Letter in today’s Irish Examiner.
A legitimate cause for concern for both Enda Kenny and Fine Gael
Fine Gael’s failure to understand why scenes of Enda Kenny being glad handled in Denis O’Brien’s company are a legitimate cause of concern is understandable, at least in the context of the hypocrisy of that party’s attitude to the findings made against one of their own when compared to what its reaction would have been if Mr O’Brien had close links with Fianna Fáil and was pictured with Brian Cowen.
Most of Mr O’Brien’s businesses seem to operate in countries where the rule of law and regulation is at best applied with the lightest of touch.
I wonder if he would have been as successful in Norway as he is in some place like Haiti.
But it’s not just the meeting at the NYE Stock Exchange, it’s also the pally chat Mr O’Brien and Mr Kenny would have had at the breakfast beforehand and the lunch afterwards and in the corridor.

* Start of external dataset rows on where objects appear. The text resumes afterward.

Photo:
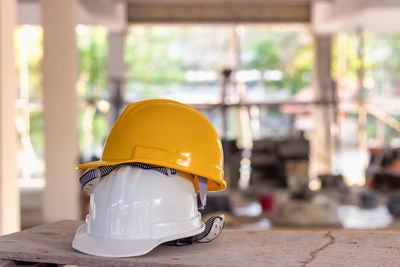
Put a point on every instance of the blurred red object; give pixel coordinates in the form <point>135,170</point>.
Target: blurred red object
<point>267,202</point>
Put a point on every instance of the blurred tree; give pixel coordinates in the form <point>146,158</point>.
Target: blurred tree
<point>287,51</point>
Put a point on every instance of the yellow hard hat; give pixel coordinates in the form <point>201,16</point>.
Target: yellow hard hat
<point>165,133</point>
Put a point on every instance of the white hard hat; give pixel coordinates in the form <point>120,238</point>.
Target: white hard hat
<point>133,210</point>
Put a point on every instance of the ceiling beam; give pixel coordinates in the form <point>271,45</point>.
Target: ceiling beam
<point>176,11</point>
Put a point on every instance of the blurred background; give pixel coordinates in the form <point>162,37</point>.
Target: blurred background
<point>304,95</point>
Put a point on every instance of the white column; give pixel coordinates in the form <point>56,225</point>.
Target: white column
<point>322,142</point>
<point>115,73</point>
<point>9,194</point>
<point>61,196</point>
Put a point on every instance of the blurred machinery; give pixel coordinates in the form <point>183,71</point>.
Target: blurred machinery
<point>383,175</point>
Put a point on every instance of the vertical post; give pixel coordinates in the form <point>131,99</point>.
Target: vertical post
<point>61,196</point>
<point>9,194</point>
<point>116,73</point>
<point>321,143</point>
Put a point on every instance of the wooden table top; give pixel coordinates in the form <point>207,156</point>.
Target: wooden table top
<point>51,243</point>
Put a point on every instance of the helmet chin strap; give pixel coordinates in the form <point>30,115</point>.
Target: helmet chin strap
<point>213,227</point>
<point>202,195</point>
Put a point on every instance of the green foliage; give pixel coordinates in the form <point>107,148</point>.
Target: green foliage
<point>37,132</point>
<point>92,51</point>
<point>286,51</point>
<point>148,58</point>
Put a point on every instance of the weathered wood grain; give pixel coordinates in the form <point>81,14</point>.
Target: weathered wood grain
<point>51,243</point>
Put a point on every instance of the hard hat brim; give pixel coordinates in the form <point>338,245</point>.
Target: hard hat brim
<point>216,185</point>
<point>98,246</point>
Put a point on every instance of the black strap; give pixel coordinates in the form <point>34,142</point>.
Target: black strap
<point>213,227</point>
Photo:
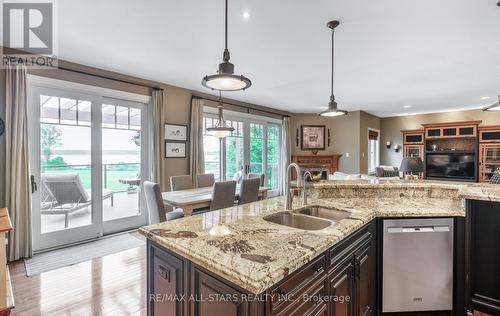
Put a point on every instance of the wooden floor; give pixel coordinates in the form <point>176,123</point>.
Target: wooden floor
<point>111,285</point>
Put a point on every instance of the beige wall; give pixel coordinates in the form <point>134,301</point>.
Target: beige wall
<point>392,126</point>
<point>344,133</point>
<point>2,139</point>
<point>349,135</point>
<point>177,102</point>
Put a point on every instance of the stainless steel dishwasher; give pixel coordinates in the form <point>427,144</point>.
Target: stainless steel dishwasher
<point>417,265</point>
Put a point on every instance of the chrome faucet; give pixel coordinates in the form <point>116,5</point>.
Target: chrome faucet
<point>304,187</point>
<point>288,193</point>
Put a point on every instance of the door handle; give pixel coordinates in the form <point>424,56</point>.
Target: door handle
<point>34,187</point>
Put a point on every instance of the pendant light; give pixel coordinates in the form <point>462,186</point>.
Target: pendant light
<point>332,105</point>
<point>220,129</point>
<point>493,107</point>
<point>225,79</point>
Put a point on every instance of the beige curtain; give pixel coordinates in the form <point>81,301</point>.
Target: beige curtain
<point>17,173</point>
<point>285,151</point>
<point>158,139</point>
<point>196,156</point>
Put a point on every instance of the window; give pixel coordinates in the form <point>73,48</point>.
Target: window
<point>373,149</point>
<point>253,147</point>
<point>211,149</point>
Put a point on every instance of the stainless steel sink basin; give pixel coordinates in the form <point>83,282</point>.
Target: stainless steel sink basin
<point>298,221</point>
<point>326,213</point>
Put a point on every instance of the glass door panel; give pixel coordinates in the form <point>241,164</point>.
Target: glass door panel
<point>211,149</point>
<point>121,161</point>
<point>90,158</point>
<point>64,208</point>
<point>256,148</point>
<point>65,165</point>
<point>235,152</point>
<point>491,160</point>
<point>273,157</point>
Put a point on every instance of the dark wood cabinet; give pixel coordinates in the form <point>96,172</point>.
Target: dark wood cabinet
<point>364,276</point>
<point>353,275</point>
<point>214,297</point>
<point>166,283</point>
<point>483,257</point>
<point>489,151</point>
<point>338,282</point>
<point>341,284</point>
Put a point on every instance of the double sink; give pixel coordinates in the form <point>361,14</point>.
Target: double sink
<point>309,218</point>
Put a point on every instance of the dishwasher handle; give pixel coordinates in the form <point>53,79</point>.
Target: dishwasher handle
<point>417,229</point>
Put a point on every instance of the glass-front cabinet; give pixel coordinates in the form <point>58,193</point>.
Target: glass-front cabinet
<point>490,160</point>
<point>489,151</point>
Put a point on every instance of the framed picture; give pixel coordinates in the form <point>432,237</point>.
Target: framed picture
<point>313,137</point>
<point>175,150</point>
<point>176,132</point>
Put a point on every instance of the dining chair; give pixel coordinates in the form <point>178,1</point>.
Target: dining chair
<point>261,176</point>
<point>223,195</point>
<point>205,180</point>
<point>249,191</point>
<point>154,203</point>
<point>181,183</point>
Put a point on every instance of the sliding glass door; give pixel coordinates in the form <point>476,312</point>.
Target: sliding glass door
<point>253,147</point>
<point>87,164</point>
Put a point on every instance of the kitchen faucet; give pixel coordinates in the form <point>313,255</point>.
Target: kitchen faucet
<point>304,187</point>
<point>288,193</point>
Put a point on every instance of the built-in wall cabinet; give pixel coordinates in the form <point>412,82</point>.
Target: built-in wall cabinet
<point>413,143</point>
<point>489,151</point>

It’s also the fact that because Fine Gael refuses to publish proper audited accounts we don’t know how much money Dennis O’Brien has paid to that party or its elected representatives, or what policy he was able to shape in return since at least 2002.
Interesting too is the failure of anyone in Fine Gael to provide an example after Moriarty or Mahon and tell the people of North Tipperary, and elsewhere, that if they choose to elect people who fail to meet the highest standards expected of members of our Parliament, as is their democratic right, they must also be prepared to accept the consequences.

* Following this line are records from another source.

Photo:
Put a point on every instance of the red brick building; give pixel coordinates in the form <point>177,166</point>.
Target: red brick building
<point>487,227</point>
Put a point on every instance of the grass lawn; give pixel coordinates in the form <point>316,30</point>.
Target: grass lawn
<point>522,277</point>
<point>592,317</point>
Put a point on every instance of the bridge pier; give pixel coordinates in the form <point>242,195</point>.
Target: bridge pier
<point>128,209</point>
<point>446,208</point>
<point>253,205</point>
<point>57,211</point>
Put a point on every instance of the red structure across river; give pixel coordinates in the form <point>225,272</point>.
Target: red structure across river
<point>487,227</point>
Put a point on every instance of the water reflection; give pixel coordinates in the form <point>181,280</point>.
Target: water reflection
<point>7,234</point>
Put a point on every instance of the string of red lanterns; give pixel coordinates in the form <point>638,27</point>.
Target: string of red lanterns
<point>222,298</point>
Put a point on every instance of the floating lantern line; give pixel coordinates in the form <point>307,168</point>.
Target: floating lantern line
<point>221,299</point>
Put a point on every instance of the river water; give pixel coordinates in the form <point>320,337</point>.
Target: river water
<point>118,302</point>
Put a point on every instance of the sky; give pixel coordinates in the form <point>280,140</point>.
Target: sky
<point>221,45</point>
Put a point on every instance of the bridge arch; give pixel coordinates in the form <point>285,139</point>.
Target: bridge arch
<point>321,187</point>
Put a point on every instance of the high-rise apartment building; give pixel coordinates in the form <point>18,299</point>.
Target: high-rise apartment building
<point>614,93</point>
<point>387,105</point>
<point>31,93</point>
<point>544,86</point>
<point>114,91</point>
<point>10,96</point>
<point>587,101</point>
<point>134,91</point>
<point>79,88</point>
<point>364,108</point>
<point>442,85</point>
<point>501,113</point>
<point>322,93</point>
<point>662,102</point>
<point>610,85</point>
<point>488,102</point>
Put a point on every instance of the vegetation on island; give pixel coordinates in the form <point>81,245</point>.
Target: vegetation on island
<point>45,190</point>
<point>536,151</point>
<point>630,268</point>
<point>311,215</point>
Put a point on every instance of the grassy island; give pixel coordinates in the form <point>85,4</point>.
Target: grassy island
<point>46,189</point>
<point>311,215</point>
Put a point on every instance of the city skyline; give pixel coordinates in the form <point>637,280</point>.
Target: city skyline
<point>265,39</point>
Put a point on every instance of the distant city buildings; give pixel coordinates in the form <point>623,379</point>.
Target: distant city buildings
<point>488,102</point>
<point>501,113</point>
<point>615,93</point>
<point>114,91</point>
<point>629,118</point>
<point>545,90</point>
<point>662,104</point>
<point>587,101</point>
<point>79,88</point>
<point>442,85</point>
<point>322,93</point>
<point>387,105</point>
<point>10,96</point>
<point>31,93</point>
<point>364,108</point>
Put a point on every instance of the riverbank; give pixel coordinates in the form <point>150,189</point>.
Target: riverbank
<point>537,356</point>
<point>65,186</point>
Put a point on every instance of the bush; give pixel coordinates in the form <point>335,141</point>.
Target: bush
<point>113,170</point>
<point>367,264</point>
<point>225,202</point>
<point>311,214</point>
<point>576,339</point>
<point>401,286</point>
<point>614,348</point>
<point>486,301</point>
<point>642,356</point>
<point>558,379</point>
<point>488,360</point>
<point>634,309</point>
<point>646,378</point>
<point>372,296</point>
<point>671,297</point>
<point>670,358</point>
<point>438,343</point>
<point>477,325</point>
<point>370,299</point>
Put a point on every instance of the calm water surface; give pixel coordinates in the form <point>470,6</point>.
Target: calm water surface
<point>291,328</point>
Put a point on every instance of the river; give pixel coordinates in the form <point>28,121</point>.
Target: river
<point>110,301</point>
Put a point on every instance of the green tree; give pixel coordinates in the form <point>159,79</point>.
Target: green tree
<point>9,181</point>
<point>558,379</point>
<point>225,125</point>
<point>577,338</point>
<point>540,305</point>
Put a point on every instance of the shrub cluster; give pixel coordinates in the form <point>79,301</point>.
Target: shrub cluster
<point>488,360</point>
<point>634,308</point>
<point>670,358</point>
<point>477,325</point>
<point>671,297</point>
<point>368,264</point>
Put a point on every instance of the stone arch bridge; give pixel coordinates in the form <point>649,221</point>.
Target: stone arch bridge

One of which is that such a representative will not have free access to members of the government.
Fine Gael claims to be the party of reform but its first year in government has been a dismal failure in terms of reform.
So far it has matched the cronyism of the last government step by step.

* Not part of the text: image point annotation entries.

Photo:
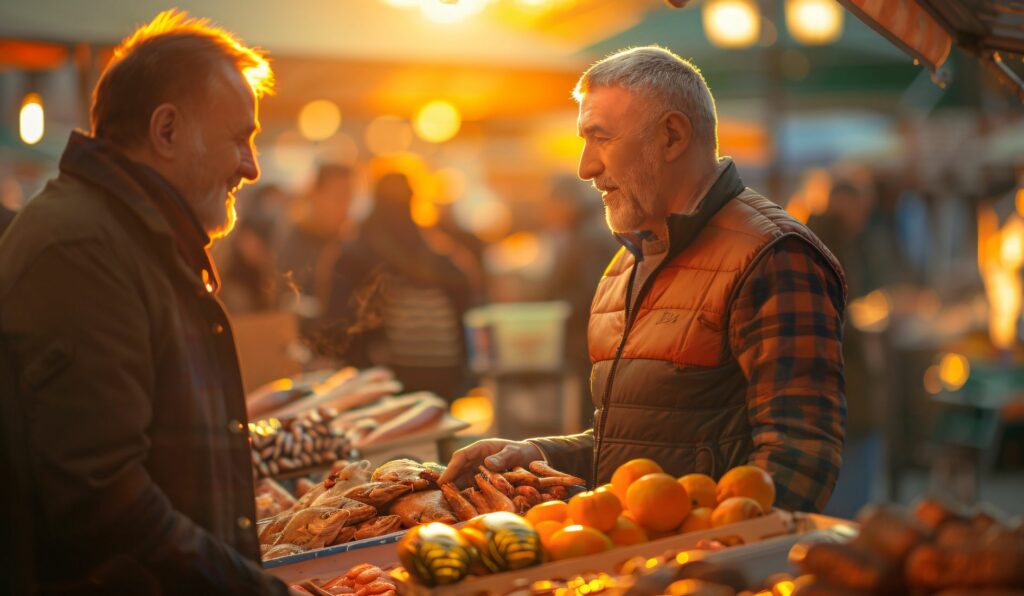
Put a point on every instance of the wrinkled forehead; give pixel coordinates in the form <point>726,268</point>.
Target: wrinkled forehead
<point>608,105</point>
<point>229,88</point>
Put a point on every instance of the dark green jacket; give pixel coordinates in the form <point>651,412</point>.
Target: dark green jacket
<point>125,420</point>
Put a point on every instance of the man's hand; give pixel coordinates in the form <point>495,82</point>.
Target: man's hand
<point>497,454</point>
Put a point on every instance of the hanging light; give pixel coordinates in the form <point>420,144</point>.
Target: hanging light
<point>31,119</point>
<point>437,122</point>
<point>814,22</point>
<point>446,11</point>
<point>731,24</point>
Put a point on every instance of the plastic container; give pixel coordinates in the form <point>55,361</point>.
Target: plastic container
<point>517,336</point>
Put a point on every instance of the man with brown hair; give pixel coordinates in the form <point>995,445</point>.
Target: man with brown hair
<point>123,408</point>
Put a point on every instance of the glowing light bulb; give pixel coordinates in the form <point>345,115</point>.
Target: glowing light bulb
<point>731,24</point>
<point>814,22</point>
<point>320,120</point>
<point>31,120</point>
<point>437,122</point>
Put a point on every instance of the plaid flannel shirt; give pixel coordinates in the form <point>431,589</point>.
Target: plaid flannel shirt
<point>786,333</point>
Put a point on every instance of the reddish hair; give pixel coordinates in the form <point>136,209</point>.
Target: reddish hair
<point>173,57</point>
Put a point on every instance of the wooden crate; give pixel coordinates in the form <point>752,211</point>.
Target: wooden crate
<point>328,563</point>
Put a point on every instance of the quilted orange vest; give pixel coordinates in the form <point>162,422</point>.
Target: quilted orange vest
<point>665,383</point>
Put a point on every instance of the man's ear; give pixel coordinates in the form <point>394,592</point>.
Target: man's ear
<point>678,132</point>
<point>165,130</point>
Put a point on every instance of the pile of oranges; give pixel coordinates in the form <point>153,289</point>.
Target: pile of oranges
<point>643,503</point>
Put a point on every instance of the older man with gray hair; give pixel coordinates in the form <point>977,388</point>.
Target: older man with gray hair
<point>716,331</point>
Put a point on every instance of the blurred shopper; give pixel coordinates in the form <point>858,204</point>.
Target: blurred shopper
<point>716,331</point>
<point>309,250</point>
<point>124,416</point>
<point>583,247</point>
<point>398,295</point>
<point>842,227</point>
<point>249,278</point>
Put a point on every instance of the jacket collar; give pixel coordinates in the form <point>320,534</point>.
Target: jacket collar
<point>146,194</point>
<point>684,227</point>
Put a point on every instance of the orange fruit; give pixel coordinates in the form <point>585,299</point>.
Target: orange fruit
<point>577,541</point>
<point>701,490</point>
<point>750,481</point>
<point>626,533</point>
<point>598,509</point>
<point>657,502</point>
<point>546,529</point>
<point>547,511</point>
<point>699,518</point>
<point>735,509</point>
<point>630,471</point>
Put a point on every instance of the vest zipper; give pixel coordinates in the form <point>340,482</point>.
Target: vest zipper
<point>630,320</point>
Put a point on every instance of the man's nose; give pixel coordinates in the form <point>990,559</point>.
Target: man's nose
<point>590,166</point>
<point>249,168</point>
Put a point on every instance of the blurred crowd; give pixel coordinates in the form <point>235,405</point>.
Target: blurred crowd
<point>371,287</point>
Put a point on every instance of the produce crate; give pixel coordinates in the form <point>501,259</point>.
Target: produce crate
<point>766,542</point>
<point>328,562</point>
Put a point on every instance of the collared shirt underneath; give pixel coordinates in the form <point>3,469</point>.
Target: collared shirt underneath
<point>653,249</point>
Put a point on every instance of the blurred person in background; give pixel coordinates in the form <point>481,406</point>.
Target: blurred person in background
<point>398,295</point>
<point>583,248</point>
<point>10,199</point>
<point>249,279</point>
<point>843,228</point>
<point>309,249</point>
<point>6,216</point>
<point>716,330</point>
<point>127,464</point>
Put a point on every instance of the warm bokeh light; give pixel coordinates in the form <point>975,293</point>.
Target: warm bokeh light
<point>1000,257</point>
<point>340,149</point>
<point>291,155</point>
<point>953,371</point>
<point>814,22</point>
<point>31,120</point>
<point>320,119</point>
<point>783,588</point>
<point>731,24</point>
<point>1012,245</point>
<point>477,411</point>
<point>932,382</point>
<point>437,122</point>
<point>449,11</point>
<point>870,312</point>
<point>451,184</point>
<point>817,187</point>
<point>424,211</point>
<point>388,135</point>
<point>483,214</point>
<point>517,251</point>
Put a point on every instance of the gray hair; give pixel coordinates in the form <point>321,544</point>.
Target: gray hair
<point>676,82</point>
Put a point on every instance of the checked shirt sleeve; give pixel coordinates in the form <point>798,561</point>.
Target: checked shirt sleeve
<point>785,329</point>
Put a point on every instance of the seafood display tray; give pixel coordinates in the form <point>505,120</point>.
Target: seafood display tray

It could have decided no member of the Government would get a pay rise upon taking office for at least the first term in office, but it didn’t.
It could have had a transparent application process for advisers, but it didn’t, and instead appointed party cronies.
It could have immediately repealed FOI restrictions but it didn’t.
It could have ended the gravy train of expenses, but it didn’t.
But even worse are the bully boy tactics used by the likes of Charles Flanagan and Phil Hogan and the intellectual snobbery of Alan Shatter.